A surprising 20–30% of the patients used CAM due to disbelief in conventional healthcare or inaccessibility. We speculate if this is associated with the high prevalence of non-specific diagnoses and, as described above, a perceived lack of symptom-relieving treatment. However, no significant association was established. The only variables significantly associated with CAM use in the multivariable analysis were gender and age, which aligns with previous findings [2, 9, 23]. That is, the use of CAM seems more related to individual characteristics than to the underlying health problem.

Strengths and limitations

A strength of our study was the secondary sector study population, allowing us to investigate whether clinically important symptomatology impacted the use of CAM. Also, the specialised hospital setting should ensure a higher degree of uniformity in the use of diagnostics besides the collection of and accessibility to clinical data compared to settings such as private practice.

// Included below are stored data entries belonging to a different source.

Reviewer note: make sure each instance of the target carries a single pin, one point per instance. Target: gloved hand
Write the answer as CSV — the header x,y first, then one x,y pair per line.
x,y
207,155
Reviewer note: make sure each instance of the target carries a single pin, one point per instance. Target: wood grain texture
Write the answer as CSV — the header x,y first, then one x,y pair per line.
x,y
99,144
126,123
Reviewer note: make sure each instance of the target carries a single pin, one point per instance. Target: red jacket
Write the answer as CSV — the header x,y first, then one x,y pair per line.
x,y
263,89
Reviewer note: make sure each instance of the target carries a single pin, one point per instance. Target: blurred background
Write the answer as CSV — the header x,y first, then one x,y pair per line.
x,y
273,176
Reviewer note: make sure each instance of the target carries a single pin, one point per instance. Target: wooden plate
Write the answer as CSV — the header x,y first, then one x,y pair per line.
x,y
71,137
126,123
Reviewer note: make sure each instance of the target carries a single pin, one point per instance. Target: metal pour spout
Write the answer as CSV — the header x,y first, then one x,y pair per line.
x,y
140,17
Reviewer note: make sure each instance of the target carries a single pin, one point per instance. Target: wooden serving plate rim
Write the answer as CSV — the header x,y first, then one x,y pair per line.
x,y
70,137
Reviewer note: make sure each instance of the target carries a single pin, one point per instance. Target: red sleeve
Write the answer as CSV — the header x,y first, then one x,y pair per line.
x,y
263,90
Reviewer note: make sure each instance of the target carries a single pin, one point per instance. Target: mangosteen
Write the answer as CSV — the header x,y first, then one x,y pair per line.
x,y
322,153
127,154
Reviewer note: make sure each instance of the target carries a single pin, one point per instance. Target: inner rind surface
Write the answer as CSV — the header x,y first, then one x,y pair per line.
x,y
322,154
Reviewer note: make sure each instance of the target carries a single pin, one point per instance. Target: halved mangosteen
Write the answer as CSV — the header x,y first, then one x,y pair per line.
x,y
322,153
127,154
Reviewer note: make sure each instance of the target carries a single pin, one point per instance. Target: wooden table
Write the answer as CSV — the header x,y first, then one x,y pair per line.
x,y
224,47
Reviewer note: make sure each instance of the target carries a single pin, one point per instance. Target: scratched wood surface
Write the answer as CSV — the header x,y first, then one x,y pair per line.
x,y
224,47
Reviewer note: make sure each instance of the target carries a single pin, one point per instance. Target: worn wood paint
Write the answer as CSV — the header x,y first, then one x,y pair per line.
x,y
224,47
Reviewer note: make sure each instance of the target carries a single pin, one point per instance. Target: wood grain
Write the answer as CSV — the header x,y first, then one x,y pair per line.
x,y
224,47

Methodologically, being a single-centre study, the validity and generalizability of the findings should not be overstated, and multi-centre studies are warranted. However, as touched upon in the Introduction, any scientific investigation of CAM will be particular to the context, affecting the generalizabiliy. Specifically, the Danish classification of chiropractic as conventional healthcare and the culturaFl and legal differences it reflects, limits the comparability of our results to those in other contexts. Future studies with similar research questions could benefit from examining associations with specific therapies regardless of their belonging to conventional medicine or CAM and address the dominant reason for CAM use to optimize the examination of associations. The CAM therapies presented in the questionnaire (Appendix C in ESM 3) were not exhaustive but were based on the most frequently used therapies in similar studies. Based on clinical experience, we would risk a mix-up between professions during answering by including more response options.

Finally, the participants reported CAM use within 12 months. This introduces the risk of recall bias regarding the type of CAM practitioners visited and the reason for consulting.

Conclusions

In this group of secondary sector patients with spinal pain, we found neither association between the use of CAM or reasons for CAM use and the ICD-10 diagnoses of spinal disorders, nor associations between the investigated clinical findings and CAM use. Independent variables significantly associated with more CAM use were the female gender and younger age. Results indicate that having non-specific BP, in particular, but not significantly, led to CAM use, possibly being individual management of often chronic and fluctuating symptoms. Clinicians should recognise this personal choice in a timely manner, but there is no evidence to support active recommendations for CAM.